Di sisi lain, Febrio mengatakan, pemerintah terus melihat lagi efektifitas insentif perpajakan untuk dunia usaha dalam program pemulihan ekonomi nasional (PEN) yang dianggarkan sebesar Rp 123 triliun. Diharapkan dengan adanya stimulus ini, dunia usaha bisa cepat membaik dan memberikan pertumbuhan ekonomi.

Febrio mengungkapkan, tax ratio yang turun merupakan konsekuensi dari geliat pemerintah untuk menumbuhkan investasi di dalam negeri. Kebijakan perpajakan yang menjadi pemanis investasi, setali tiga uang menggerus penerimaan pajak.

Misalnya, penurunan pajak penghasilan (PPh) badan di tahun ini dari 25% menjadi 22%. Kebijakan diarahkan untuk membantu cashflow perusahaan sekaligus tarif pajak yang lebih kompetitif dibanding negara lain.

“Kita berkompetisi dengan negara berkembang lain.
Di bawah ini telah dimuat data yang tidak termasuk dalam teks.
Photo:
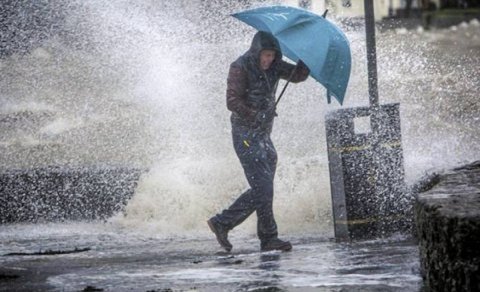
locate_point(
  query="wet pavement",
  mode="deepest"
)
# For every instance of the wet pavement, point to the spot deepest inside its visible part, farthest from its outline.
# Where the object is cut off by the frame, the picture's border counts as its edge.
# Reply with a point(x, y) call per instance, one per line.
point(124, 261)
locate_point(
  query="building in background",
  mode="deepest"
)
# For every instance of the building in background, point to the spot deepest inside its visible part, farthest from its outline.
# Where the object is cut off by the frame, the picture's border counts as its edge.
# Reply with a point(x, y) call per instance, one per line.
point(409, 13)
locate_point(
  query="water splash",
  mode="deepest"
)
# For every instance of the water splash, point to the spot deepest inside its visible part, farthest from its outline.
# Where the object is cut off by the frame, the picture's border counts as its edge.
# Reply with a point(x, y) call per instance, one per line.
point(143, 84)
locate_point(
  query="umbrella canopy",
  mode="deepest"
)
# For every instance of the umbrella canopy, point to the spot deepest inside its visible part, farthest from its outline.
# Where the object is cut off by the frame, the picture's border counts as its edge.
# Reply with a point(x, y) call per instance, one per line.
point(306, 36)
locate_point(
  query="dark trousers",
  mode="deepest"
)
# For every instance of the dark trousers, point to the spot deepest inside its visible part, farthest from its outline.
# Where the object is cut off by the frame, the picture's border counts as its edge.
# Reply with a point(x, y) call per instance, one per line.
point(259, 159)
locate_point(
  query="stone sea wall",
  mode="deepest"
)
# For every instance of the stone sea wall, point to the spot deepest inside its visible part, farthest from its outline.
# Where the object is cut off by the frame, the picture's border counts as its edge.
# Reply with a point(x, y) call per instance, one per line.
point(448, 230)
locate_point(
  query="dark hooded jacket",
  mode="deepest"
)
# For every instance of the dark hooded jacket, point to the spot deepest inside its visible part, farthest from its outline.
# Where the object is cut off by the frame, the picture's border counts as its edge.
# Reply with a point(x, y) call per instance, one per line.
point(251, 90)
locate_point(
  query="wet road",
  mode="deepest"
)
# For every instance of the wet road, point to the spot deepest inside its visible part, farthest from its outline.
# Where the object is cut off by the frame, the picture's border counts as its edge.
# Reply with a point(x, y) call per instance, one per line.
point(126, 261)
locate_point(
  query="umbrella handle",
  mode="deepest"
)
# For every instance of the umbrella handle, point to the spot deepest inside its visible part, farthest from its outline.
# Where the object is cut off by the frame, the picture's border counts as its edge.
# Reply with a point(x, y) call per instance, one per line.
point(324, 15)
point(286, 84)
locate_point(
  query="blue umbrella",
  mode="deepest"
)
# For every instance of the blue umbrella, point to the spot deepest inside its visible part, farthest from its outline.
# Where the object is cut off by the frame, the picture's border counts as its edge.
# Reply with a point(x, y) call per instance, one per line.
point(306, 36)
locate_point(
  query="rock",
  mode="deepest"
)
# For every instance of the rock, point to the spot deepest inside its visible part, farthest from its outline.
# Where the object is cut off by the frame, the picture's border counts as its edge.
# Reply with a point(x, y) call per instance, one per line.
point(448, 230)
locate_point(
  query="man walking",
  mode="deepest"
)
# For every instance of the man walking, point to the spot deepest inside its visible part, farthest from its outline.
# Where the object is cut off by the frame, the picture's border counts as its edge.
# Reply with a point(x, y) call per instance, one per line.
point(251, 86)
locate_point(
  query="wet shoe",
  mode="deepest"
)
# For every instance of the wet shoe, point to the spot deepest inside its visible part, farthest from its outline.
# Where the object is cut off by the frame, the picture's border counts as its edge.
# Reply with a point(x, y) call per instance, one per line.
point(221, 233)
point(276, 244)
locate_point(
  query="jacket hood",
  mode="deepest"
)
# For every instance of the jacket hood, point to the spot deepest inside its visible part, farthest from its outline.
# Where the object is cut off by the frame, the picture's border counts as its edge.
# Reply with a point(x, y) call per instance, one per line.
point(264, 41)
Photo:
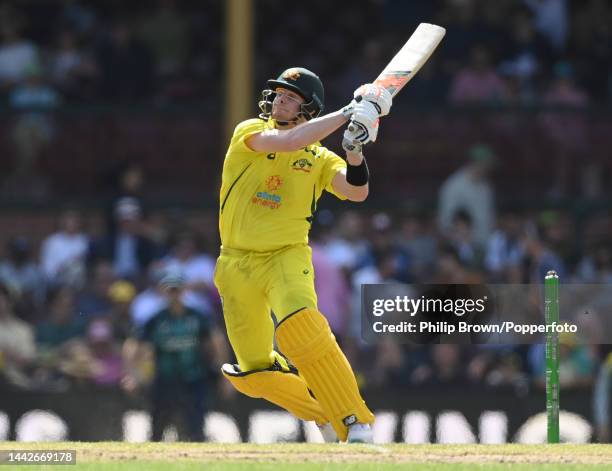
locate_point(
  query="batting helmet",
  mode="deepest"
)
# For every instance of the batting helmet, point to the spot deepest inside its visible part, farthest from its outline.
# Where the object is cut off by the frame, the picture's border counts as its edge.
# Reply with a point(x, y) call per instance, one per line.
point(301, 81)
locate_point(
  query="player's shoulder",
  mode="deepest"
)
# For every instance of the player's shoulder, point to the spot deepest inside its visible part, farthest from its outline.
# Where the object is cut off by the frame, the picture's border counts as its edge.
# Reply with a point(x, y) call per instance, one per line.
point(251, 125)
point(320, 151)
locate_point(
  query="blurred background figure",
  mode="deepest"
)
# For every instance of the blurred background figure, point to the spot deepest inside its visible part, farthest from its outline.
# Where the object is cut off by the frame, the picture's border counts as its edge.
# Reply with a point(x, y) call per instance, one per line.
point(17, 348)
point(493, 168)
point(469, 189)
point(63, 253)
point(186, 348)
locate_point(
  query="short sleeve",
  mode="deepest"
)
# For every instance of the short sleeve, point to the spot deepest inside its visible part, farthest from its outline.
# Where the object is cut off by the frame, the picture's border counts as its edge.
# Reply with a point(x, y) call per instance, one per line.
point(332, 164)
point(243, 130)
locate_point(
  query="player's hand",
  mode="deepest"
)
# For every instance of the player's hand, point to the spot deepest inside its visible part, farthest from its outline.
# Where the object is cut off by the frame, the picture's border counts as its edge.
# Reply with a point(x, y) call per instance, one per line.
point(363, 126)
point(349, 144)
point(377, 95)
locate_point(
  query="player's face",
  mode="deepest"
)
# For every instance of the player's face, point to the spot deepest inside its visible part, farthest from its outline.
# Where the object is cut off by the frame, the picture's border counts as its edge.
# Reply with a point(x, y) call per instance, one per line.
point(286, 104)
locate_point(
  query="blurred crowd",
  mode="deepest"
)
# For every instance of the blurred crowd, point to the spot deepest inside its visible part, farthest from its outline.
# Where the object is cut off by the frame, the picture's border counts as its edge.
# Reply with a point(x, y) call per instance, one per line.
point(171, 51)
point(72, 303)
point(69, 305)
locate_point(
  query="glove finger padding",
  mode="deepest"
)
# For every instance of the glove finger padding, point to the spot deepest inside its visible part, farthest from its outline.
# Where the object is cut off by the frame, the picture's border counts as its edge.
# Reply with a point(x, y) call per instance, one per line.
point(364, 122)
point(377, 95)
point(349, 143)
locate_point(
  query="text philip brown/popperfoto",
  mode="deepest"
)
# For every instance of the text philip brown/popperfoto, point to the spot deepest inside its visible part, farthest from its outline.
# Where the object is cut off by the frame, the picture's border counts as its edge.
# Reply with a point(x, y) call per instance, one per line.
point(459, 307)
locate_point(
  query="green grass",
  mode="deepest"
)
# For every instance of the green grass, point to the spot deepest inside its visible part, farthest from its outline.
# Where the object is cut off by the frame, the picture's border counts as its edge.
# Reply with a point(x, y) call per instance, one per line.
point(116, 456)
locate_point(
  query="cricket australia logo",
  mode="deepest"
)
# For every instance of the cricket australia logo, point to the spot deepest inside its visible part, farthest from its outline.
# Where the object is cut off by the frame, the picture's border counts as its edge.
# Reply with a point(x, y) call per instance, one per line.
point(268, 199)
point(302, 165)
point(274, 182)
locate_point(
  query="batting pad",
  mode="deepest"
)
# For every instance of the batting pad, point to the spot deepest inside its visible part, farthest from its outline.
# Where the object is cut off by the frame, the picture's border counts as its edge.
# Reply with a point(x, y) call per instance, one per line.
point(280, 386)
point(306, 339)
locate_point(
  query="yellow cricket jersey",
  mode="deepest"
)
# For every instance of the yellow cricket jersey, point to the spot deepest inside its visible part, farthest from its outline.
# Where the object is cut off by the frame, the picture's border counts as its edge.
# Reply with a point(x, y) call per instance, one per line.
point(267, 200)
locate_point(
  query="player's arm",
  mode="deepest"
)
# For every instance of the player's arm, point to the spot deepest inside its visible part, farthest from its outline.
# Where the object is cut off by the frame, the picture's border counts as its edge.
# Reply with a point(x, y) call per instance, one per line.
point(353, 182)
point(302, 135)
point(368, 99)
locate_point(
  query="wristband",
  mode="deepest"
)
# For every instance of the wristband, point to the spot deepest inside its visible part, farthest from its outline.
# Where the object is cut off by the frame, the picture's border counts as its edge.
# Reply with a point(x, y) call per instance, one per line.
point(357, 175)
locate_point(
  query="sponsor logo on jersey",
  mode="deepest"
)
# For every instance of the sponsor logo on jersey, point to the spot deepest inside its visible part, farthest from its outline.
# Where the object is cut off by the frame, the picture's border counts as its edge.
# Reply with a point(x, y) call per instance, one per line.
point(302, 165)
point(266, 199)
point(274, 182)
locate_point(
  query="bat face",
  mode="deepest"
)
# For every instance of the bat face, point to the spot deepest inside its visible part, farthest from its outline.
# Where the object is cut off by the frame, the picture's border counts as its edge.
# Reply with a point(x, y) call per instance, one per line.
point(411, 57)
point(393, 81)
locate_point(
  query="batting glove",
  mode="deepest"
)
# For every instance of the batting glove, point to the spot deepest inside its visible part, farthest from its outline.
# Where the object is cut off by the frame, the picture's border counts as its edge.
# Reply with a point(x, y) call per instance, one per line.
point(377, 95)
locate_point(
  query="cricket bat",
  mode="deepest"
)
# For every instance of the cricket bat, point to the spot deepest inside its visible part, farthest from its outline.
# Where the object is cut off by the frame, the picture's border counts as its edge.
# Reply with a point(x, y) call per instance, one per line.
point(410, 58)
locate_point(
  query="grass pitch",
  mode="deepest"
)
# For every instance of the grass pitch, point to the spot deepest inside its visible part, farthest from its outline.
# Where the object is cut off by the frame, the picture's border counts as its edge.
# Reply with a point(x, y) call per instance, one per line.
point(117, 456)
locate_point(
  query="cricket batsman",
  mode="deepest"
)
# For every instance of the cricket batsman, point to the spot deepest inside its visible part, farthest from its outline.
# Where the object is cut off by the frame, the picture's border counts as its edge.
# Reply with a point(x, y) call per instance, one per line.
point(274, 172)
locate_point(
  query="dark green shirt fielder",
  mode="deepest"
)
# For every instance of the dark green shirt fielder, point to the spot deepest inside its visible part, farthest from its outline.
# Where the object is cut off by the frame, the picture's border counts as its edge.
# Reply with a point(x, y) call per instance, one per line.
point(177, 341)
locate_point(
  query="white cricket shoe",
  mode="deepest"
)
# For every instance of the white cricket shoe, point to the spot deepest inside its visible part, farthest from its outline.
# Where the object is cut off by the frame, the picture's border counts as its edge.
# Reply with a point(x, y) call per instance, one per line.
point(328, 433)
point(360, 433)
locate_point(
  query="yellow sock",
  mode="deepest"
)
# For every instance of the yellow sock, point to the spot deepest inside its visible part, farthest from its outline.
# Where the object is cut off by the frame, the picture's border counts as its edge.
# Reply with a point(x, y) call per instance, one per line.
point(279, 385)
point(307, 341)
Nah, Vietnam misalnya, itu memberikan insentif perpajakan sangat agresif. Thailand dan Filipina juga sama makanya itu yang menjadi logika yang agak berkebalikan dengan tadi usaha untuk menaikkan basis pajak yang menaikkan tax ratio,” kata Febrio.

Namun, Febrio menegaskan, insentif perpajakan yang bertujuan untuk menarik investasi akan memberikan dampak positif terhadap ekonomi di kemudian hari. Diharapkan, investasi masuk, penyerapan tenaga kerja meningkat, dan konsumsi rumah tangga naik. Dus, siklus ekonomi itu akan menambah basis pajak.